Next let’s collect minion logs at DEBUG level.

# use helm install for a new cpm, helm upgrade for existing
helm upgrade YOUR_CPM_NAME YOUR_REPO_NAME/synthetics-minion -n YOUR_NAMESPACE --set synthetics.privateLocationKey=YOUR_PRIVATE_LOCATION_KEY --set synthetics.minionLogLevel=DEBUG

# save logs to file
kubectl logs YOUR_POD -n YOUR_NAMESPACE > k8s-minion-debug.log

Try to collect logs while the issue occurs, then send to this ticket.

Afterwards, remove the --set synthetics.minionLogLevel=DEBUG and restart the minion.

Common operational issues

K8s resources

It is common to underestimate the resource requirements needed for the K8s CPM to run stable under Kubernetes. Resources needed at a minimum are:

  • 1 minion pod
  • 2 heavy workers (runner pods)
  • 1 healthcheck pod (also a runner pod)

That’s four pods that may all need to run on one node at the same time.
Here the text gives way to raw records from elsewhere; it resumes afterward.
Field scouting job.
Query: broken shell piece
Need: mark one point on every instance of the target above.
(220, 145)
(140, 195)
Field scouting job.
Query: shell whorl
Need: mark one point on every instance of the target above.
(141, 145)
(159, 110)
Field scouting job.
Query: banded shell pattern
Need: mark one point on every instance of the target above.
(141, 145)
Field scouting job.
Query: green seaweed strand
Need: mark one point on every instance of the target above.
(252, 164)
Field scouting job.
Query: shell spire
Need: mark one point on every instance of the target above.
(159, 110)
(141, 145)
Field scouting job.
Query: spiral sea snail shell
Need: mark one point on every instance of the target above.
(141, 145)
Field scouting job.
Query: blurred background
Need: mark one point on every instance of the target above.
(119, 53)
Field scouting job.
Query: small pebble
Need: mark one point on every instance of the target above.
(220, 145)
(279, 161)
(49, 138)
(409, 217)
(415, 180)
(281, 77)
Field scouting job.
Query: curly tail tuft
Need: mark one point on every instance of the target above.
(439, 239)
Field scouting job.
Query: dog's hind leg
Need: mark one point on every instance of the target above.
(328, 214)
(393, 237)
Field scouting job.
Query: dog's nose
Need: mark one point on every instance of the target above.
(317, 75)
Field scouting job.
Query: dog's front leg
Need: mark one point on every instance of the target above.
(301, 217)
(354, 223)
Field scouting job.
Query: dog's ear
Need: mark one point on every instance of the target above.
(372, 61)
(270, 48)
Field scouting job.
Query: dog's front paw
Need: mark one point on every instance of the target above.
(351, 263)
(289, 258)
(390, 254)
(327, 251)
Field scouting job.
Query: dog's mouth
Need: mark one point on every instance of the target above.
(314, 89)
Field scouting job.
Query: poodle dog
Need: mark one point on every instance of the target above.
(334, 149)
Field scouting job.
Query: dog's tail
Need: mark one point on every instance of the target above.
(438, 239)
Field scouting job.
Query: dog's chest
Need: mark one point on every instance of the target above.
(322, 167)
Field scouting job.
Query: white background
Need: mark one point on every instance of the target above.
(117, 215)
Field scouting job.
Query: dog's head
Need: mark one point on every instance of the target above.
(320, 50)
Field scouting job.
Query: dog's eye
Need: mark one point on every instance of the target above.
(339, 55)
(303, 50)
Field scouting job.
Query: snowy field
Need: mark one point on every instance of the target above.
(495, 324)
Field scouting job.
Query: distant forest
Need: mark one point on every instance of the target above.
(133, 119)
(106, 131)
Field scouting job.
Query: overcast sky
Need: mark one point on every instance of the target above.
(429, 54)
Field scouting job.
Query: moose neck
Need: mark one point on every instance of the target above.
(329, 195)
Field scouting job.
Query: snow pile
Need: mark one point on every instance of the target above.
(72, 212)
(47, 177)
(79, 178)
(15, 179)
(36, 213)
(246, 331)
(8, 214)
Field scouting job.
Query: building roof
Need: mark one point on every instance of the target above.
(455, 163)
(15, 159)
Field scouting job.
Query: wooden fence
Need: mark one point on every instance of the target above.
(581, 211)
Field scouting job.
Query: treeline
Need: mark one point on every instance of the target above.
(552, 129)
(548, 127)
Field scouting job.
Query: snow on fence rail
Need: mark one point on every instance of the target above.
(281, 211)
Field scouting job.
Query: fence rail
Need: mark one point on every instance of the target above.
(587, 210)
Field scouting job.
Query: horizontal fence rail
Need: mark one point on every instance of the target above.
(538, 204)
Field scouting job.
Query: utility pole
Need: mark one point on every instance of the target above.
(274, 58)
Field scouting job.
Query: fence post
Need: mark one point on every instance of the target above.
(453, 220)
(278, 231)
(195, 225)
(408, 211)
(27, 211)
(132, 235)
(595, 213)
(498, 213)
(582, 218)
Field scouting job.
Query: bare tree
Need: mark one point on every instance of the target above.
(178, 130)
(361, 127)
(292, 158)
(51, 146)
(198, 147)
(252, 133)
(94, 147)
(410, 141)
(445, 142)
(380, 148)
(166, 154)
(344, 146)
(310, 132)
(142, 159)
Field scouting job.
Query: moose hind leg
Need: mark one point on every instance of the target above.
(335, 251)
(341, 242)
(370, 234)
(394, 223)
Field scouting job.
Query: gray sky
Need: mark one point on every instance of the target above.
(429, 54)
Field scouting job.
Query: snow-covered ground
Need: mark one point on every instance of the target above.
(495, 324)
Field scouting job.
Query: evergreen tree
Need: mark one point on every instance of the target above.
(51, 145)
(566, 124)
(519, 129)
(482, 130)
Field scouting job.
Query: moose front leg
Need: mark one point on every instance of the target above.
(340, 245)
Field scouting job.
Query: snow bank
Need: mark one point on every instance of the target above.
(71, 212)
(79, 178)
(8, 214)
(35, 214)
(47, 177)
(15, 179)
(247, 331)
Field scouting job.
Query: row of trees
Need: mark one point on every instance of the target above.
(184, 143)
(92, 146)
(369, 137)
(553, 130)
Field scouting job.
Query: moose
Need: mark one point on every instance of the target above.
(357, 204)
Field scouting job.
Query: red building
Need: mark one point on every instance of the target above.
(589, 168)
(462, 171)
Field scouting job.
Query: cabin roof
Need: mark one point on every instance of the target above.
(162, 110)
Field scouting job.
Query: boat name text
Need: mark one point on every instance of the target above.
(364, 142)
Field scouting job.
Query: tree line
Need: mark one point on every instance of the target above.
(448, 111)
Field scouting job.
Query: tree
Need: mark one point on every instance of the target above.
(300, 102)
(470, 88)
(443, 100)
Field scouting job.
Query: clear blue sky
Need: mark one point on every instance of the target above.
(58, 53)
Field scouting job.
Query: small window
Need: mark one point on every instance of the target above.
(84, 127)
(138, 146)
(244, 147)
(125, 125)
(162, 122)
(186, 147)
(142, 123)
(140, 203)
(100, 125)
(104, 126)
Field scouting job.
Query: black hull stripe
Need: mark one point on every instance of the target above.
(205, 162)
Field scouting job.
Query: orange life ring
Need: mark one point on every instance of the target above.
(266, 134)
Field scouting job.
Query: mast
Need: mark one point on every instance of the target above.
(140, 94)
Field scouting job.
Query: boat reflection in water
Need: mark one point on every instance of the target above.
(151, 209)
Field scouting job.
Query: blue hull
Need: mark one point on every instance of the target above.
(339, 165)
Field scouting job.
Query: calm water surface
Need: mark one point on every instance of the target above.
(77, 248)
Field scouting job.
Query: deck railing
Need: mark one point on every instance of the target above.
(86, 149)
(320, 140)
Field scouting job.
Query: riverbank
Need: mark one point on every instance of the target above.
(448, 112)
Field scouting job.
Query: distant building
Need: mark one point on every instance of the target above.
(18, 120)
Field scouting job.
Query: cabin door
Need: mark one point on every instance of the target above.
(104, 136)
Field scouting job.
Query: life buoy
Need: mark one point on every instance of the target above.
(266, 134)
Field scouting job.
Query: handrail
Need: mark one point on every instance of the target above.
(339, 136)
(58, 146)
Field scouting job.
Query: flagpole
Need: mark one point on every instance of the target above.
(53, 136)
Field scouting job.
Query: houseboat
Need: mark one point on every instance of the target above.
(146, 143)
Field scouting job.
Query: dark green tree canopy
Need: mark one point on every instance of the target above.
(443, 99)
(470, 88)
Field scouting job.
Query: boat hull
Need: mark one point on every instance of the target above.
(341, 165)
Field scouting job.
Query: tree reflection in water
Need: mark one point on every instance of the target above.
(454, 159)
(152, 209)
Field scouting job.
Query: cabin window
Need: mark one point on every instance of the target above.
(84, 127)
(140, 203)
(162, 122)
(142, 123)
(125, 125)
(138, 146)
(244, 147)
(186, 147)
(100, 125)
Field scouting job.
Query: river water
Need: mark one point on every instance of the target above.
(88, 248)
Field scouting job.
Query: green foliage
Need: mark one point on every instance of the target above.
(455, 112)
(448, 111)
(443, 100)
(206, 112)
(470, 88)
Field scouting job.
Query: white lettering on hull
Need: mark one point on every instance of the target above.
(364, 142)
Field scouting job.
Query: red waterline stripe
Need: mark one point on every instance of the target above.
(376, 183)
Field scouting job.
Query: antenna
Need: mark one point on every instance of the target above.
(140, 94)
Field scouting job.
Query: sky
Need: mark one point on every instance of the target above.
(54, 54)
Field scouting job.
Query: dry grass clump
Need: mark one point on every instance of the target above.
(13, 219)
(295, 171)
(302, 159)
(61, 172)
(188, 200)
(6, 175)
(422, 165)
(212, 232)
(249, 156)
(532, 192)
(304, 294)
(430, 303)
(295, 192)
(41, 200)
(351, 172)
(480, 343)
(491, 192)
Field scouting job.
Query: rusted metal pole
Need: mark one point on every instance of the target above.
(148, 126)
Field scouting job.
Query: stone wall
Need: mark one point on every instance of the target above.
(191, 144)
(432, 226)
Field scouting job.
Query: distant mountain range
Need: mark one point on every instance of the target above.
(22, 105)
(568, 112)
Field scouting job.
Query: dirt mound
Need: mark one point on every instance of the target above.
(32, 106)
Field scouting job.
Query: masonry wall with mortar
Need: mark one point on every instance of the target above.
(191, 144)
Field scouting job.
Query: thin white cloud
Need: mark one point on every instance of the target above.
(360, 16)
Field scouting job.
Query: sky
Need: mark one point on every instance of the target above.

In total, that could be as much as 3750m (3.75 CPU) and 10.6 Gibibytes of memory.

Persistent Volume (PV) and Persistent Volume Claim (PVC)

If no static persistent volume exists, we use the default storage class and persistent volume claim to generate the persistent volume on the fly. If no default storage class is set, you can do so with:

kubectl get storageclass
kubectl patch storageclass STORAGECLASS_NAME -p '{"metadata": {"annotations":{"":"true"}}}'

If a storage class needs to be used other than the default, it can be set by overriding the value in our helm chart.

# get default values
helm show values YOUR_REPO/synthetics-minion > values.yaml

# set your claimName if you've manually created a persistent volume with a non-default storage class
# or leave claimName blank and set the storageClass name to see if the CPM can automatically create the persistent volume claim
# from the storage class provided (will need a provisioner defined in the storage class)
  # The name of the persistent volume claim to use
  # If undefined or not set Statefulset will dynamically create a persistent volume claim for each replica
  # claimName: ""

  ## Override the StorageClass for VolumeClaimTemplates (relevant only if claimName is undefined or empty )
  ## If defined and claimName is empty, storageClassName: <storageClass>, i.e the PVC can be bound to the PVs
  ## having <storageClass> Storage class.
  ## If set to "-", storageClassName: "", i.e the PVC can bound to the PVs that have no class (dynamic provisioning is
  ## disabled)
  ## If undefined (the default) or set to null, no storageClassName is set, i.e the PVC can bound to the PVs having
  ## Default Storage class.
  ## For more details see
  # storageClass: "-"

  # Access mode to be defined for the persistent volume claim (relevant only if claimName is undefined or empty )
  accessMode: ReadWriteMany

# override default helm chart values
helm upgrade YOUR_CPM YOUR_REPO/synthetics-minion -f values.yaml -n YOUR_NAMESPACE

If the persistent volume claim has no provisioner, the persistent volume will need to be created manually from a yaml.

Kubernetes jobs

Are any cronjobs running that might create an excess of jobs for the kube-apiserver to handle? This could slow down processing of jobs from the queue.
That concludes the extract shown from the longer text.